Esp. "um" and "Um" are still not recognized and so are left as typed, but "cha" is now recognized and turned upper case "Cha", just because it starts with a valid note name, this wasn't the case in 1.x.
Anyway, none are proper chord names in the sense that they could get transposed, so there is no need to enter them as chords, just use staff text or maybe lyrics for that.
You could, however, as they are supposed to apply to bass, also enter them with a leading /, like "/Um" and "/cha", that way neither gets recognized as being valid and stay as entered

Very interesting use case, I had not heard of this. Jojo is right in his description - the only reason "cha" was rendered lower case is that it was not recognized as a chord at all, whereas now it is ("C" "ha", whatever that means). And writing it as "/cha" will prevent this, so that's a good solution if that's a common way of notating this. Can you point me to some sort of documentation or published examples so I can see how this sort of notation is actually used? I tried searching online, but while I see references to "um cha" to describe the basic tehcnique, I haven't found any published sheet music using that as notation.

Right now, I'm inclinded to suggest you not enter these as chord symbols at all, but as ordinary staff text.

In reply to by Marc Sabatella

I have to apologise, my explanation was not clear.
The Um Cha referred to the rythm used for the left hand which plays bass notes and chords.

I wanted to be able to use both upper and lower case in the chord symbols to indicate either a bass note (Capital letter) or chord (Lower case letter).
The tutors at a recent melodeon weekend used that notation.

I have used system text instead.

I will try to attach a .png file.


Attachment Size

In reply to by [DELETED] 5

I see two different issues here.

With "cha", preserving case isn't good enough. We need to actually prevent this chord from being recognized at all. Otherwise, if you transpose this score up a whole step later, you'll find it changed to "dha". I could special-case that exact string if we though this use case universal enough to support this way. Or we could add some special syntax to allow you to specify that a chord not be parsed, like if you type an asterisk first. At that point, though, I could wonder why not just use staff text.

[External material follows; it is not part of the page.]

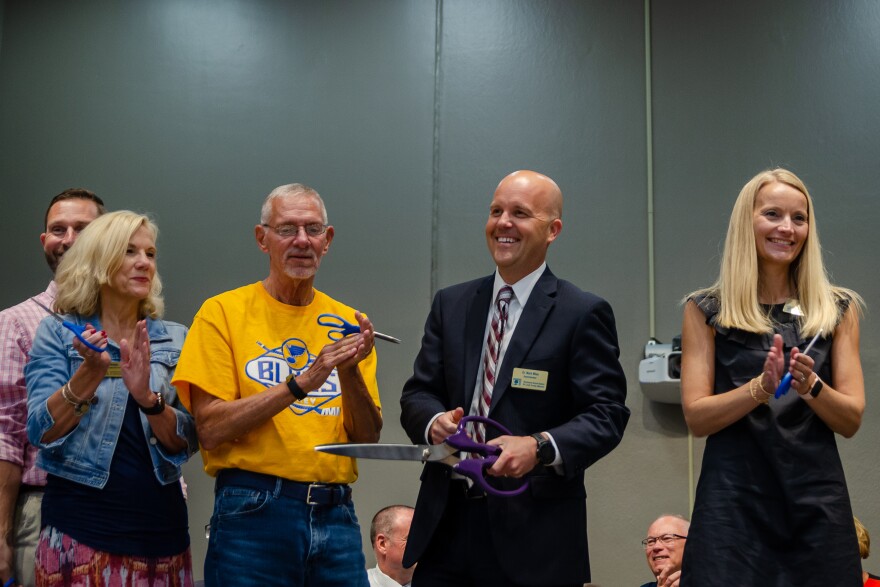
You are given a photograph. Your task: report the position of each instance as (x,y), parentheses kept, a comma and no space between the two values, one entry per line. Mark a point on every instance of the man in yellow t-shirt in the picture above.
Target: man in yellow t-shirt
(266,380)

The ability to have both "Sol" and "SOL" in the same score is trickier. I initiailly got confused and though the request was to have "sol and "Sol" together, which suggested one set of fixes, but none of them actually work well for the case at hand.

Here's what I initially wrote:

Again, one possible fix would be to agree upon some special syntax to indicate a chord should be rendered lower case - like maybe if you type an underscore first. Or we could tie it to text style - if you change a given chord symbols's text style from "Chord symbol" to some new special style, it is forced to all lower case. Or I could change the "Lower case minor chords" option to simply be "Preserve case" (and remove the "Lower case bass notes") option, so it just keeps the case you type. For that matter, I could lose that option entirely and always preserve case, although this would not please people who like typing all lower case and having MuseScore capitalize for them when it recognizes a chord.

I would still need to understand more about how this convention is expected to work, and how universal this convention is, before I consider any of this.